After 20 years of coaching Division I football and seven years as the head coach of Weber State University’s football team, Ron McBride has announced his retirement at the end of the 2011 season in a press conference at Stewart Stadium on Tuesday.
McBride said he decided it was time to step down because, while he feels the team is in a good position and has a bright future, a new voice is needed.
“It was my decision, nobody else’s decision,” McBride said. “I looked at where this program is. All the players are in the right classes, the program is exactly where it needs to be, and I just felt they need a new voice at the top.”
WSU Athletic Director Jerry Bovee said, while McBride wanted to quietly step away, it was important to give the fans a chance to say goodbye.
“Coach came to me last week,” Bovee said, “and started to talk about in his mind how retirement would go for him, and frankly, doing this today was important to our program so that our fans have the opportunity on Saturday to be here and celebrate his career.”
An emotional McBride said coaching has been a part of his life for so long, he isn’t sure what he will do now.
“The last 60 years has been football only,” McBride said. “That has really been my whole life.”
McBride came to WSU in December 2004 and took over a struggling WSU football program. In his seven years in Ogden, McBride revitalized the program and led the Wildcats to the Football Championship Series playoffs two years in a row. He had an overall record of 38-32 and a Big Sky Conference record of 29-18. He said the most important thing to him is the success of WSU.
“I want to do what’s right for Weber State,” McBride said, “not what’s right for Ron McBride.”
He also said the hardest part of the retirement process was telling his players.
“The hardest thing about this whole deal was telling the players,” McBride said, “because I always tell them you can’t ever quit. You can’t ever do this, you can’t ever do that, and then I’m sitting there and telling them I’m retiring.

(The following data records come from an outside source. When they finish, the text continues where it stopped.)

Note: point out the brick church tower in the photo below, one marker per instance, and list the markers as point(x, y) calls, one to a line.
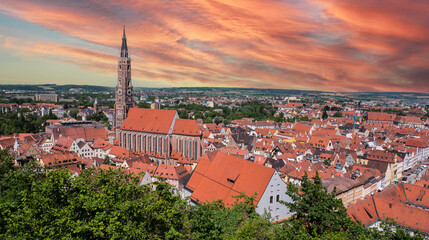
point(124, 96)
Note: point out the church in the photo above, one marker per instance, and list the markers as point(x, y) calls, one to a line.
point(159, 133)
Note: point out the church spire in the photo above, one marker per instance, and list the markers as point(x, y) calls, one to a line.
point(124, 47)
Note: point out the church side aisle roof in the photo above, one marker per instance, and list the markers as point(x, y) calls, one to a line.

Some of them took that real personally.”
In 2008, the Wildcats came out of nowhere with a 10-4 record and won the Big Sky Conference title. The team also advanced to the FCS playoffs for the first time since 1991.
WSU has struggled this season and will finish the year with a losing record following last Saturday’s loss against Montana State University. McBride said he feels WSU has strong players and is close to becoming a strong team.
“We just need a little bump,” McBride said, “and I think that bump will come with a new head coach . . . retiring is not my favorite thing to do, but I think it’s the right thing at this point.”
He said he always assumed he would spend his entire life on the sidelines.
“I never really saw myself retiring,” McBride said. “I saw myself, you know, dying on the field. I pictured my heart blowing up, and somebody hauling me off the field. You know, that’s how I always pictured it.”
A question session followed McBride and Bovee’s comments. During the question period, an emotional faculty member, Bruce Handley, expressed his gratitude for McBride’s service to WSU.
“I’ve been a big fan of Weber for 50 years, a faculty member for 40 years, and I just want to tell you how grateful I am,” Handley said. “You’ve done a great thing for Weber. We love you, Coach.”
McBride peppered his speech with colorful language. At one point, he said, “Since I’m not going to be the coach anymore, I can probably swear more.” Bovee asked how McBride swearing more would be any different from usual.
Saturday’s home game against Northern Arizona University will be McBride’s last game coaching at Stewart Stadium. He said he’s unsure what he will do after this season.
“I have no idea what I’ll do without football, because I don’t know anything else,” McBride said, “because I don’t have hobbies, I don’t have anything else. I know one thing — that we have a very good coaching staff here. Hopefully, we’ll be able to keep all of that intact, and I’ll have some say in who we’ll hire.”